FIG. 1 is a circuit diagram showing a battery device including a current detection device according to an embodiment of the present invention.

FIG. 2 is a circuit diagram showing a battery device including a current detection device according to another embodiment of the present invention.

FIG. 3 is a graph showing an example of an amplification characteristic of an amplifier.

FIG. 4 is a diagram showing a state where a correction circuit corrects a measurement value of a main current sensor.

[Explanation of symbols]

DESCRIPTION OF SYMBOLS 1 ... Main current sensor 2 ... Correction circuit 3 ... Current detection resistance 3A ... Pass bar 3
B ... Fuse 4 ... Amplifier 5 ... Operation circuit 6 ... Module battery 7 ... Integration circuit 8 ... Control circuit

──────────────────────────────────────────────────続 き Continued on the front page (51) Int.Cl. ⁷ Identification symbol FI Theme coat ゛ (Reference) // B60L 11/18 B60L 11/18 A

Claims (8)

[Claims] 1. A main current sensor (1) for detecting a current flowing through a battery, and a correction circuit (2) for correcting a measurement value of the main current sensor (1), wherein the correction circuit (2) A current detection resistor (3) connected in series with the amplifier, an amplifier (4) that amplifies the voltage between both ends of the current detection resistor (3), and a main current sensor using the output voltage of the amplifier (4)
An arithmetic circuit (5) for correcting the measurement value of (1) is provided, and in a state where the output voltage of the amplifier (4) becomes the set voltage,
The correction circuit (2) detects the current detection resistance from the output voltage of the amplifier (4).
Calculate the current flowing through (3), compare the calculated current value with the detected current value of the main current sensor (1), and
A current detection device that corrects the measured value. 2. The current detecting device according to claim 1, wherein the main current sensor is a clamp-type current sensor. 3. The current detection resistor (3) is one of a pass bar (3A) connecting the batteries in series, a fuse (3B) connecting the batteries in series, and a resistor at a connection portion between the batteries. The current detection device according to claim 1. 4. The current detection device according to claim 1, wherein the set voltage at which the correction circuit corrects the measured value is a specific pinpoint voltage value. 5. A main current sensor (1) for detecting a current flowing through a battery, a correction circuit (2) for correcting a measured value of the main current sensor (1), and a main current sensor (1).

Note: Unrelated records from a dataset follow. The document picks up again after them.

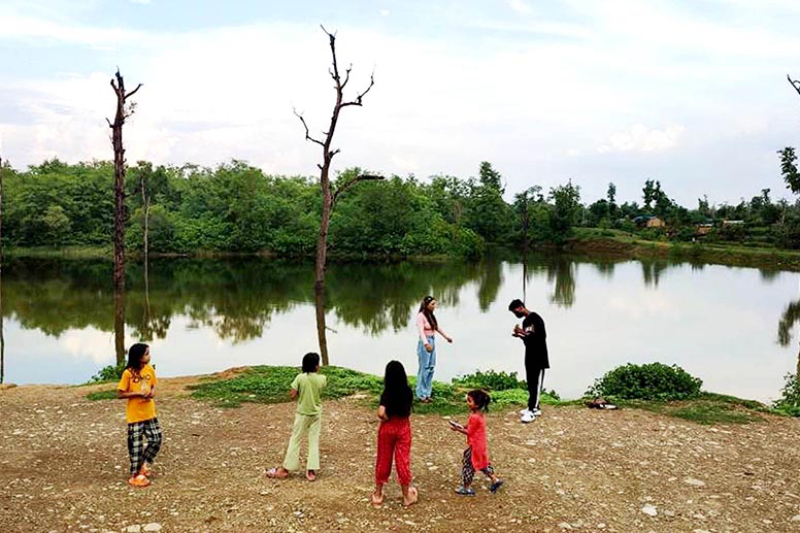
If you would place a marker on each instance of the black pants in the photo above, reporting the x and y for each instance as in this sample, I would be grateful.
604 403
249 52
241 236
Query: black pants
535 377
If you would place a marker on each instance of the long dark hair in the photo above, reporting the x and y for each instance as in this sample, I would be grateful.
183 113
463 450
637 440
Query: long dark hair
396 396
423 308
310 362
135 354
481 399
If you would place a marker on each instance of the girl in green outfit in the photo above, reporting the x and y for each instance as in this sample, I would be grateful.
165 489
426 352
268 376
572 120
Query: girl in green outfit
308 387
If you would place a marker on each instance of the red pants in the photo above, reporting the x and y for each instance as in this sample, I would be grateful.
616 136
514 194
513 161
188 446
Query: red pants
394 438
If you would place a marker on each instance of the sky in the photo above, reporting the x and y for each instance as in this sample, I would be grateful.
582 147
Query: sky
691 93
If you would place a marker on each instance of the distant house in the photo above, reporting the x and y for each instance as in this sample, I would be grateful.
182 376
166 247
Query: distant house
701 230
649 221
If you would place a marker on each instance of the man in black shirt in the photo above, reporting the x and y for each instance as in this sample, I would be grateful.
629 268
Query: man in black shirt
534 336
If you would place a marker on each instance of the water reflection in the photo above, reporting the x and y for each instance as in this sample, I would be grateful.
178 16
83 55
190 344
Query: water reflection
211 314
790 317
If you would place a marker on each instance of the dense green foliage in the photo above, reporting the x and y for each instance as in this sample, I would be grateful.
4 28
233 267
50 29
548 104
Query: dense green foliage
491 380
654 381
237 208
789 402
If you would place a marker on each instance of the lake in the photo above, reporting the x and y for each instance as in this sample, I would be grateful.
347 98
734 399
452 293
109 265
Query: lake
736 328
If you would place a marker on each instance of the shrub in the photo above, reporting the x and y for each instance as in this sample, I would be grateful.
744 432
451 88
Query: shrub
491 380
789 402
654 381
108 373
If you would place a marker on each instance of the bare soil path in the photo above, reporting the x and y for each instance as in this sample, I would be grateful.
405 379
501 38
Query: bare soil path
63 465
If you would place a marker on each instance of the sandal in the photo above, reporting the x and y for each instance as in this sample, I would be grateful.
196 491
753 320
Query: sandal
276 473
144 471
413 496
139 481
463 491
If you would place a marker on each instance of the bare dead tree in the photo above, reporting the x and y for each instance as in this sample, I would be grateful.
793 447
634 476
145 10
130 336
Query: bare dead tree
124 110
795 83
329 195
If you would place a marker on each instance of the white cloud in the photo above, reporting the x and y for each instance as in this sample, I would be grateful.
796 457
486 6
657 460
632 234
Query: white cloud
520 7
639 138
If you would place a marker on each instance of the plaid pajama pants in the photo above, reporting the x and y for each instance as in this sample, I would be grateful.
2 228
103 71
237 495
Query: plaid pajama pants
139 452
468 471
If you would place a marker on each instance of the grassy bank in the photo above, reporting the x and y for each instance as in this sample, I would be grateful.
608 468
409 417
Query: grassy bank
270 384
620 243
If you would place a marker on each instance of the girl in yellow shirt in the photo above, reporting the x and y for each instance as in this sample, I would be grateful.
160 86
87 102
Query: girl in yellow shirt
138 386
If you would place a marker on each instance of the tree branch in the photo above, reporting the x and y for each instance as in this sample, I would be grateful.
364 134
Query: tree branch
308 137
133 91
795 83
358 102
344 187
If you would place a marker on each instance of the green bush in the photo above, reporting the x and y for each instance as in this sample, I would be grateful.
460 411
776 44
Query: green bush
491 380
789 402
654 381
108 373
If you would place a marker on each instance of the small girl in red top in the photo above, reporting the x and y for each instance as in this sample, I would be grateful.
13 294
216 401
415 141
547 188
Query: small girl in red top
394 434
476 456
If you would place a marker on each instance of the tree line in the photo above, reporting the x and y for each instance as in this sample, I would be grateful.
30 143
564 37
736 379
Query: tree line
236 208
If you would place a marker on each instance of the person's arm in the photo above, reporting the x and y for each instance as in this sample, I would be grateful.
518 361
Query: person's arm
443 334
382 413
421 323
124 385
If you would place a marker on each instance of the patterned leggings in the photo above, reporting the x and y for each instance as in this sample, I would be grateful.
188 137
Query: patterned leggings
468 471
394 438
139 452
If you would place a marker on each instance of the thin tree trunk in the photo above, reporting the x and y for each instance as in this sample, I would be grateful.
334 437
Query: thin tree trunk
328 195
119 177
119 324
146 212
319 301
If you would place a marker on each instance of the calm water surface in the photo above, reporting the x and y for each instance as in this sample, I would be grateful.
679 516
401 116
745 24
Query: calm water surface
733 327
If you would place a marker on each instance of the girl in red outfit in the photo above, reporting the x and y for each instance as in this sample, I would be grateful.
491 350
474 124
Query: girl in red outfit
394 434
476 456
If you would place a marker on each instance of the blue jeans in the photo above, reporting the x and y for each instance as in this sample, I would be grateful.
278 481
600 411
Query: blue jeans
427 363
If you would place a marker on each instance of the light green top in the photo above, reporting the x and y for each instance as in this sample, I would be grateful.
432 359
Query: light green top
309 385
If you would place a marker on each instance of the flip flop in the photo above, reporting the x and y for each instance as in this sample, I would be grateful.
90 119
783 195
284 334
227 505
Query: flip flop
413 496
275 473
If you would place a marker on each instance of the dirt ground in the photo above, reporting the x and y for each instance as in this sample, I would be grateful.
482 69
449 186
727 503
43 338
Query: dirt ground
63 467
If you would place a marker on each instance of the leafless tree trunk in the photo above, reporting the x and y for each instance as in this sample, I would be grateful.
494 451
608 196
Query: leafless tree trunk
146 213
319 304
119 324
329 196
122 113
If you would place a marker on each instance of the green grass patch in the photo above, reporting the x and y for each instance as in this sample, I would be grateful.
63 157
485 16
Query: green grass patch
707 409
270 384
102 395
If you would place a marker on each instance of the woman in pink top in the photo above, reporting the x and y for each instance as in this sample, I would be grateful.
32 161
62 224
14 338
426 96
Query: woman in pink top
426 347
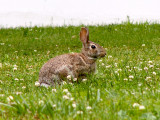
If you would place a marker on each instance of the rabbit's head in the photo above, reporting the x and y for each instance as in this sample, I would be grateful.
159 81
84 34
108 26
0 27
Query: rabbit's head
90 49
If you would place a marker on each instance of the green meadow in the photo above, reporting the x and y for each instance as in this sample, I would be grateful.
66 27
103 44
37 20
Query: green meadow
126 85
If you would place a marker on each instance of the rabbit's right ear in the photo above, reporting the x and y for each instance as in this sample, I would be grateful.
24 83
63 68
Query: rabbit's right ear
84 35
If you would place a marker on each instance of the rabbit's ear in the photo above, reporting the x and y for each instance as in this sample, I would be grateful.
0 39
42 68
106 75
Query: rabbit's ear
84 35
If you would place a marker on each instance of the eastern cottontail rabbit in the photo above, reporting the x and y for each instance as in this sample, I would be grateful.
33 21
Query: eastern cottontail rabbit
74 64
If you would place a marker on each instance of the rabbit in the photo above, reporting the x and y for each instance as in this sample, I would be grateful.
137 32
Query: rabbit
77 65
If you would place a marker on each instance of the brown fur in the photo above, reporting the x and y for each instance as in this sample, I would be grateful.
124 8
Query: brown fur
76 64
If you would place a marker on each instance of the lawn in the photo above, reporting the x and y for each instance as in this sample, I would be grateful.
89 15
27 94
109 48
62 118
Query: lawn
126 84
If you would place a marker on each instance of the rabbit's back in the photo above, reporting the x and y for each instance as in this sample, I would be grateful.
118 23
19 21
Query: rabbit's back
61 66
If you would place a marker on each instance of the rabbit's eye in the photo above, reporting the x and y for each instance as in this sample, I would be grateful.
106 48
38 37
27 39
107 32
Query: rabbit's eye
93 46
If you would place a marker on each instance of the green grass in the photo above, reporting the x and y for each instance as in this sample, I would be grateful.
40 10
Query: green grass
129 74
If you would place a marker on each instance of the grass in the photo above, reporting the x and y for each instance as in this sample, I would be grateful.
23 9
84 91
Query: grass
125 86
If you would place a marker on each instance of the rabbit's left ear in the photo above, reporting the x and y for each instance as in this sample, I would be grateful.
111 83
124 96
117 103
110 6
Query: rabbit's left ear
84 35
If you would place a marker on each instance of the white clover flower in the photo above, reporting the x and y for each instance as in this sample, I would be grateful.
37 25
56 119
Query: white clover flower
71 98
148 78
140 84
74 105
108 66
115 64
65 97
1 95
54 105
64 82
125 79
84 80
100 60
151 66
65 90
16 79
135 105
109 56
131 77
75 79
9 98
143 45
140 69
154 73
127 66
145 68
120 70
14 68
68 93
79 112
141 107
88 107
41 102
23 87
103 64
2 43
54 90
69 77
37 83
150 62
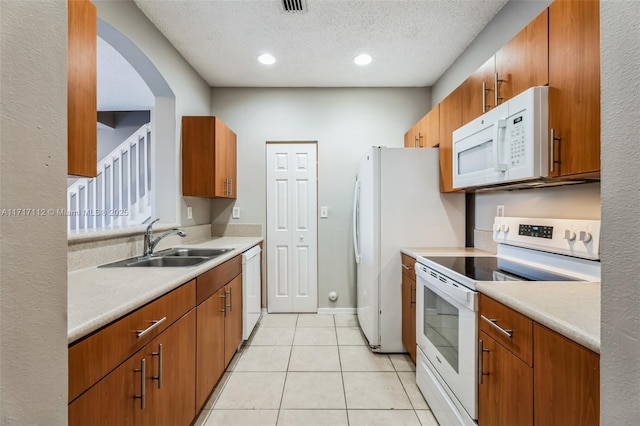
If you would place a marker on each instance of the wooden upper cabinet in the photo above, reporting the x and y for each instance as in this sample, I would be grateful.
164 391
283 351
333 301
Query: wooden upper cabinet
574 81
450 120
524 61
82 98
432 127
566 381
208 158
478 91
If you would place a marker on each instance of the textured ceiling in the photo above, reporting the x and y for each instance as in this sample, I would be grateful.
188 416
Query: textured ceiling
120 87
412 42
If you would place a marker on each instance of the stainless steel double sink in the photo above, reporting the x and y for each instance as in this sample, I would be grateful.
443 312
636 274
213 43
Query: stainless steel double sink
171 257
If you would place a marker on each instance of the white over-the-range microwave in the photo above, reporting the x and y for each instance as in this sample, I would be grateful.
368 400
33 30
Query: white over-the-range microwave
506 145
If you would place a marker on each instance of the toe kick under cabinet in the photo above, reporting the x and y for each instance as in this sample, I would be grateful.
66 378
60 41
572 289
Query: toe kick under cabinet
158 364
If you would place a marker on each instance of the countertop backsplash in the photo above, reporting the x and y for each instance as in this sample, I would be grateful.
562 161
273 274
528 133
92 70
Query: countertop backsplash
85 254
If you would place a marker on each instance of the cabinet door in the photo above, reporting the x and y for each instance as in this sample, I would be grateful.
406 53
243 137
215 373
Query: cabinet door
233 320
198 142
566 380
221 174
574 81
505 396
82 113
478 95
112 400
173 373
231 166
432 127
450 120
209 345
524 61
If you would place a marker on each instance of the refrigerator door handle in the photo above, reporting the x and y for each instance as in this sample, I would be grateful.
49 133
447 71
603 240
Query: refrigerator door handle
356 214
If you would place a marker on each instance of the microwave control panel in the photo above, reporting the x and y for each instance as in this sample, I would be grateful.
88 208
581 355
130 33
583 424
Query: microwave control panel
517 140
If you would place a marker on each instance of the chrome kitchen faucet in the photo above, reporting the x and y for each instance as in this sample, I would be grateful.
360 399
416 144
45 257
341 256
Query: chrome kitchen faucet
150 243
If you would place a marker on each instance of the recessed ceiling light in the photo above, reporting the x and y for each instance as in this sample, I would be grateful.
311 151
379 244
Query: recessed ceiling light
267 59
363 59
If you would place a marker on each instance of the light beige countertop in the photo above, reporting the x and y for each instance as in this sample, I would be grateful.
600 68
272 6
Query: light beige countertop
444 251
98 296
571 309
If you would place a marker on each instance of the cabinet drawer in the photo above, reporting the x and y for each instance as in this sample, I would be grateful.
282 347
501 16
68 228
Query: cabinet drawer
408 266
213 280
509 328
93 357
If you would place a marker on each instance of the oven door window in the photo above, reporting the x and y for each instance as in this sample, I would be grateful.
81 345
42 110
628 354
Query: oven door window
441 322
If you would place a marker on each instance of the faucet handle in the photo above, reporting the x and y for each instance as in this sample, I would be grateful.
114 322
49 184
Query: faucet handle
151 224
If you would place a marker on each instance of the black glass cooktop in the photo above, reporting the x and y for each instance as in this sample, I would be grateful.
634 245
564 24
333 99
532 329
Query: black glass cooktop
496 269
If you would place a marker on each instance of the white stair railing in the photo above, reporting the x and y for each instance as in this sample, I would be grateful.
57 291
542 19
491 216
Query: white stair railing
120 195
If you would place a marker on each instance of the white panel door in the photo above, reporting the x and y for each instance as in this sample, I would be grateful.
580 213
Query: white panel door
292 237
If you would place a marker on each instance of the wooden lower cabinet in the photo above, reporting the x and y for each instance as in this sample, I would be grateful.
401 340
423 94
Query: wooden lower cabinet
219 333
505 395
561 387
210 345
566 381
133 395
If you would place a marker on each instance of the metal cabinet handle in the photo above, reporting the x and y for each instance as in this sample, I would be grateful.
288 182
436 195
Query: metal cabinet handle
508 333
143 389
154 324
224 296
496 89
159 376
552 159
481 351
484 97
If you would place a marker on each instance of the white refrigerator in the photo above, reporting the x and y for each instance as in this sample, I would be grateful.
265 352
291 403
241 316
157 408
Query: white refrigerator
397 203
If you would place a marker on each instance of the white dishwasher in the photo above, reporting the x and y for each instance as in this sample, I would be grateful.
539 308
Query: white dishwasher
251 303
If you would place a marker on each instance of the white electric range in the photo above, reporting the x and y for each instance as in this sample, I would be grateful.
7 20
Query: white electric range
555 250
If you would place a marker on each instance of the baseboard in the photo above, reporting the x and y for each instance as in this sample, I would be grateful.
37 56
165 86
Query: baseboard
336 311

A correction circuit (2) for calculating the remaining capacity of the battery from the current, wherein the correction circuit (2) includes a current detection resistor (3) connected in series with the battery, and both ends of the current detection resistor (3). Amplifier (4) that amplifies the voltage of the amplifier and the main current sensor with the output voltage of the amplifier (4)
An arithmetic circuit (5) for correcting the measurement value of (1) is provided, and in a state where the output voltage of the amplifier (4) becomes the set voltage,
The correction circuit (2) detects the current detection resistance from the output voltage of the amplifier (4).
Calculate the current flowing through (3), compare the calculated current value with the detected current value of the main current sensor (1), and
A battery device including a current detection device that corrects a measured value of the battery. 6. The battery device according to claim 5, wherein the main current sensor is a clamp-type current sensor. 7. The current detection resistor (3) is one of a pass bar (3A) connecting the batteries in series, a fuse (3B) connecting the batteries in series, and a resistor at a connection portion between the batteries. A battery device comprising the current detection device according to claim 5. 8. A battery device comprising the current detection device according to claim 5, wherein the set voltage at which the correction circuit corrects the measured value is a specific pinpoint voltage value.